Seja qual for o caso, na última vez que isto ocorreu, não deu certo. O espetáculo do caso “Vatileaks 2.0”, que contou com os rumores de uma disputa entre a italiana Francesca Chaouqui e o monsenhor espanhol Lucio Angel Vallejo Balda era forte demais para resistir, independentemente de onde o papa estivesse.
Só o tempo dirá se os esforços em minimizar a ressonância do caso atual terão sucesso.
Analistas vaticanos de certa idade não puderam esconder a ironia ao ouvir ou nome do advogado de defesa de Spina: “Alfredo Ottaviani”.
Para os mais velhos, que viveram a década de 1960, o cardeal italiano Alfredo Ottaviani era o exemplo de uma lenda viva. Ottaviani presidia o Santo Ofício, mais tarde nomeado Congregação para a Doutrina da Fé, e era tido como o líder da oposição conservadora do Concílio Vaticano II. Até mesmo o seu lema episcopal sugeria uma intransigência: “Semper Idem”, isto é, “sempre o mesmo”.

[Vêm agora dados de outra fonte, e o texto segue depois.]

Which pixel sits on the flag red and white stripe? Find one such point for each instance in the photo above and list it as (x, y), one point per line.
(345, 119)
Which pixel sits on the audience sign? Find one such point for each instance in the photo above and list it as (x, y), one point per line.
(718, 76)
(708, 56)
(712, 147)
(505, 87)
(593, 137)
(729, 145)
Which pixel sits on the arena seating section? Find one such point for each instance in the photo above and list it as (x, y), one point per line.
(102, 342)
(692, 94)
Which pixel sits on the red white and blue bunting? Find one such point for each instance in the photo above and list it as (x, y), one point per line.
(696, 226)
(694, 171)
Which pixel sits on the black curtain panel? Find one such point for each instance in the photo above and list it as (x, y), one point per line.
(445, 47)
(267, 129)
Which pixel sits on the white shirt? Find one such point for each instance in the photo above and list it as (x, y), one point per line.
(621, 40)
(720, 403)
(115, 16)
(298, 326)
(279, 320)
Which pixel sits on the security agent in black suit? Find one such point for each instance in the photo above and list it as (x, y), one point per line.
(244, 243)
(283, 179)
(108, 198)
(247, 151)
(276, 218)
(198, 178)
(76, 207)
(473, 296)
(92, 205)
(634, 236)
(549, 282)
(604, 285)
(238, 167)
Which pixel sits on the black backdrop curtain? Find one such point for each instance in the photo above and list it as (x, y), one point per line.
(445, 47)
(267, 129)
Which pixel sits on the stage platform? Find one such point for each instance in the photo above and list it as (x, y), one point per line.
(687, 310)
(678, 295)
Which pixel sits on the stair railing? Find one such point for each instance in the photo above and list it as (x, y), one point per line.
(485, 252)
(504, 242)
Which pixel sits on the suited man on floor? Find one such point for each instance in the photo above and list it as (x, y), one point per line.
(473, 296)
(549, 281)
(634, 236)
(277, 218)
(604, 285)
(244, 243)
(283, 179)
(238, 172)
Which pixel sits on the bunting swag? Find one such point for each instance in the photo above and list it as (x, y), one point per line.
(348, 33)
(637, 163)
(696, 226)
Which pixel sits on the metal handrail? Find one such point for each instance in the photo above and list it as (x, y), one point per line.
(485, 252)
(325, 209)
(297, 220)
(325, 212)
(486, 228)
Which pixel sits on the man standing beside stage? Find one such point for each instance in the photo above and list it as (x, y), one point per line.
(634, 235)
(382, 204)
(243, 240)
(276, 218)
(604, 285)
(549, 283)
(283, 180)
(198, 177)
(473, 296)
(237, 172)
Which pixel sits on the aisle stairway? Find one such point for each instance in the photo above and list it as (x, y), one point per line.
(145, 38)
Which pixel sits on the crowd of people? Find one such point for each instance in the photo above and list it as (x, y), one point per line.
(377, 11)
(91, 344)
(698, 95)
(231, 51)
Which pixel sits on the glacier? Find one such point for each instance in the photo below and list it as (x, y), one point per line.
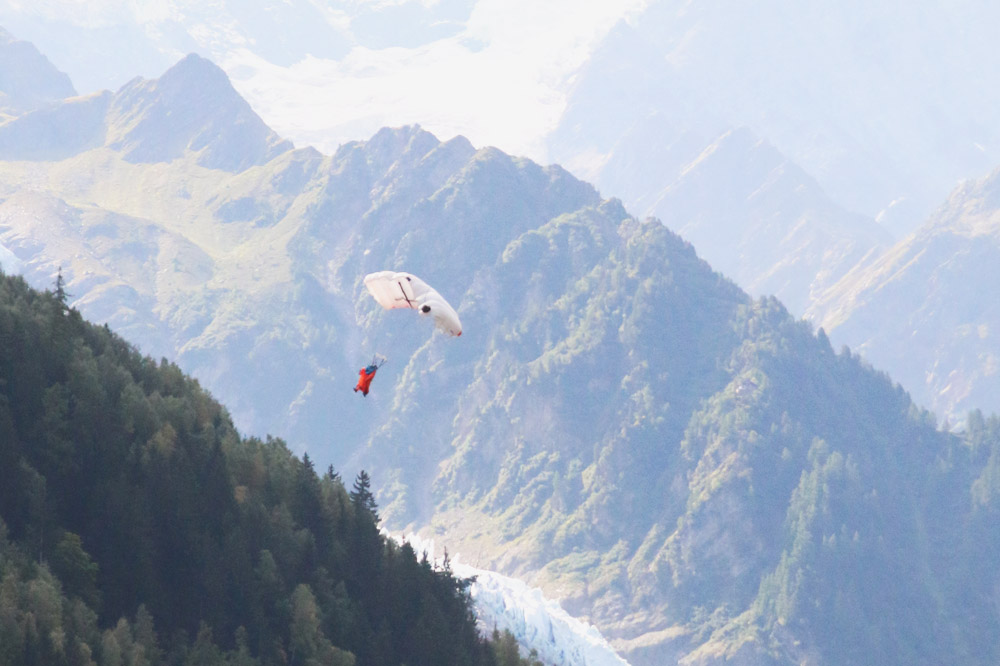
(538, 623)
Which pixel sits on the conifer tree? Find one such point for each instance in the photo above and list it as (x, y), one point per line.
(361, 494)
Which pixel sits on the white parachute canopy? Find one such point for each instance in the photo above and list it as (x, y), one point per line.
(402, 290)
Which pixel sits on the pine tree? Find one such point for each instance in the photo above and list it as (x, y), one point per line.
(61, 294)
(361, 495)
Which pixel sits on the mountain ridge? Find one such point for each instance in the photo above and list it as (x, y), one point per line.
(693, 469)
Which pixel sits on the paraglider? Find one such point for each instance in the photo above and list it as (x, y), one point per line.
(402, 290)
(392, 290)
(367, 374)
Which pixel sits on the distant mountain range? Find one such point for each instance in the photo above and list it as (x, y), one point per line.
(923, 310)
(27, 78)
(694, 471)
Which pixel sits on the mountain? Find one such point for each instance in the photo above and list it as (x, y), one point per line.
(136, 526)
(27, 79)
(191, 108)
(919, 311)
(691, 470)
(782, 235)
(874, 102)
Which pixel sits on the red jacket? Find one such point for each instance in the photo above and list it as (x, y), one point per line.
(364, 380)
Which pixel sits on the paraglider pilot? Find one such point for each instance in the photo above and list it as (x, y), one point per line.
(365, 376)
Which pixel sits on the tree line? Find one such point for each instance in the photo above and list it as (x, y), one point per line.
(138, 527)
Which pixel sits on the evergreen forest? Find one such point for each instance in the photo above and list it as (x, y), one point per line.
(138, 527)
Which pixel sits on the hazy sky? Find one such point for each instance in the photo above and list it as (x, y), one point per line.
(321, 73)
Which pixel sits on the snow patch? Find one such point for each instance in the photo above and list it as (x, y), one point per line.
(538, 623)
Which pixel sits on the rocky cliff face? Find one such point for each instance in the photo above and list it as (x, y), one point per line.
(27, 79)
(920, 312)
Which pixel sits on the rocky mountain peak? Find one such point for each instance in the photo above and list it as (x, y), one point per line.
(27, 79)
(192, 107)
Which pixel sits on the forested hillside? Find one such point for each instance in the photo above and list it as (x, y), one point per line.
(138, 527)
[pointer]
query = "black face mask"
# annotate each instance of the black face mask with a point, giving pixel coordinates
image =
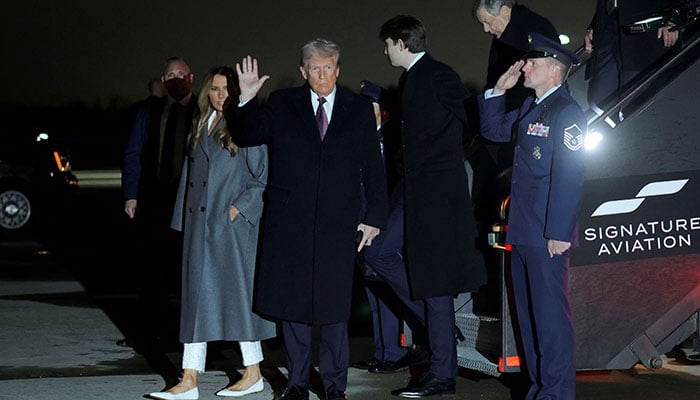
(177, 88)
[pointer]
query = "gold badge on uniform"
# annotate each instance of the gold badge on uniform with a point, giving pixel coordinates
(536, 154)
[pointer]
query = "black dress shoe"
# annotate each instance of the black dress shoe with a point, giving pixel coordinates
(295, 393)
(125, 343)
(389, 367)
(365, 364)
(429, 385)
(334, 394)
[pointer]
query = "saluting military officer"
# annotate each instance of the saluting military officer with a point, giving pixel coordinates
(546, 192)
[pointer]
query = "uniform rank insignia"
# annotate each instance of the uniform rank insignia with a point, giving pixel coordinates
(538, 129)
(536, 153)
(573, 138)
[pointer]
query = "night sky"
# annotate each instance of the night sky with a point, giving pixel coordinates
(102, 53)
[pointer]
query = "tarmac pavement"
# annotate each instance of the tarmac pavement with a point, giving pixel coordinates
(63, 307)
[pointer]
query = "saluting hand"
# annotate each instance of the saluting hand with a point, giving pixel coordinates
(509, 78)
(557, 247)
(249, 81)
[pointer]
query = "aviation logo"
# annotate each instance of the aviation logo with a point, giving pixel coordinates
(623, 229)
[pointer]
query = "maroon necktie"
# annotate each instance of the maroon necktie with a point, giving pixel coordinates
(321, 118)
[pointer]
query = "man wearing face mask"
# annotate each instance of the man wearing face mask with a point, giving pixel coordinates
(153, 159)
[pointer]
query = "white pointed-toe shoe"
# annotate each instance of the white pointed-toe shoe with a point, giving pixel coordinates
(192, 394)
(256, 387)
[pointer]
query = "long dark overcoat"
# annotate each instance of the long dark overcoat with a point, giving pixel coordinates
(440, 230)
(313, 200)
(219, 255)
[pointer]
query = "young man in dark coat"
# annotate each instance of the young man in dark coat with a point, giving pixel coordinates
(431, 211)
(323, 149)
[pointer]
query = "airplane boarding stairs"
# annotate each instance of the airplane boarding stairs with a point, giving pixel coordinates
(633, 298)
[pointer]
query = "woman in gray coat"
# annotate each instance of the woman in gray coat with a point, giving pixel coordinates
(219, 205)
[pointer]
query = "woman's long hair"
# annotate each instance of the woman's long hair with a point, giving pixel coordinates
(222, 136)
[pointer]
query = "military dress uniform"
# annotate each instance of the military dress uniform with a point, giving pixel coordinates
(546, 193)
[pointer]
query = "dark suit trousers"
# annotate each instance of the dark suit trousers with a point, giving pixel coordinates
(541, 287)
(385, 322)
(436, 313)
(334, 354)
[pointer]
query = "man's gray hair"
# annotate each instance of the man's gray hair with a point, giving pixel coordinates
(491, 6)
(319, 47)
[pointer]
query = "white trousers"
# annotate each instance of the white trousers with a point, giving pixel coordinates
(194, 355)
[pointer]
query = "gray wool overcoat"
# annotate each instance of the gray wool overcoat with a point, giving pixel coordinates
(219, 255)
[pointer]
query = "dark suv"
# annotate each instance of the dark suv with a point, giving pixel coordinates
(36, 185)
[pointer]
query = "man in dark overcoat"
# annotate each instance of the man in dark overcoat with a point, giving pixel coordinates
(546, 194)
(617, 55)
(430, 207)
(323, 150)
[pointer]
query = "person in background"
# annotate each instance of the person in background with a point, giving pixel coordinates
(389, 356)
(617, 56)
(218, 207)
(324, 151)
(430, 209)
(153, 158)
(546, 194)
(509, 23)
(156, 88)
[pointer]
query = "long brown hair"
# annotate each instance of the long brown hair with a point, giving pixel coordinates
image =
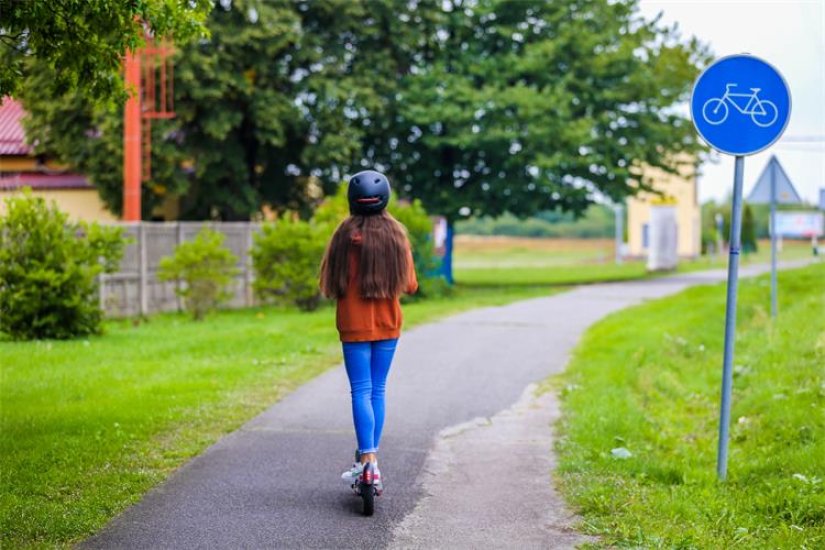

Uma velha piada sobre Ottaviani, uma das favoritas durante o Vaticano II, é:
Um dia, Ottaviani atravessa a cidade de Roma para almoçar com amigos e precisa voltar para a sessão do Vaticano II à tarde. Chama um táxi, entra e diz: “Me leve para o Concílio”. O taxista olha para os lados, vê se tratar de Ottaviani e o conduz prontamente para Trento!
Entre outras coisas, Ottaviani falou negativamente da noção de “colegialidade”, ou seja, um maior compartilhamento do poder entre os bispos, em oposição a se reforçar a autoridade central em Roma. Num importante discurso, notou que os evangelhos apenas registram um caso onde todos os apóstolos agiram em colegialidade, e foi este: “Eles todos fugiram”.
Esta semana, tentei saber se o advogado de Spina tem relação com o famoso cardeal, mas elas se mostraram infrutíferas e eu desisti.
Há uma manchete natural à espera de ler escrita, não importa para qual lado nos inclinamos no caso. Se acreditamos que Profiti e Spina são culpados, podemos dizer: “Mais uma vez, Alfredo Ottaviani atrapalha as reformas”. Se acreditamos que não, podemos pensar: “Mais uma vez, Alfredo Ottaviani fica contra a ralé”.
Temos de concordar: estas manchetes podem não ser muito atrativas aos católicos mais jovens de hoje, para quem o Vaticano II pode ser tão distante no tempo quanto Trento. Mas para os mais velhos, elas definitivamente dão o que falar.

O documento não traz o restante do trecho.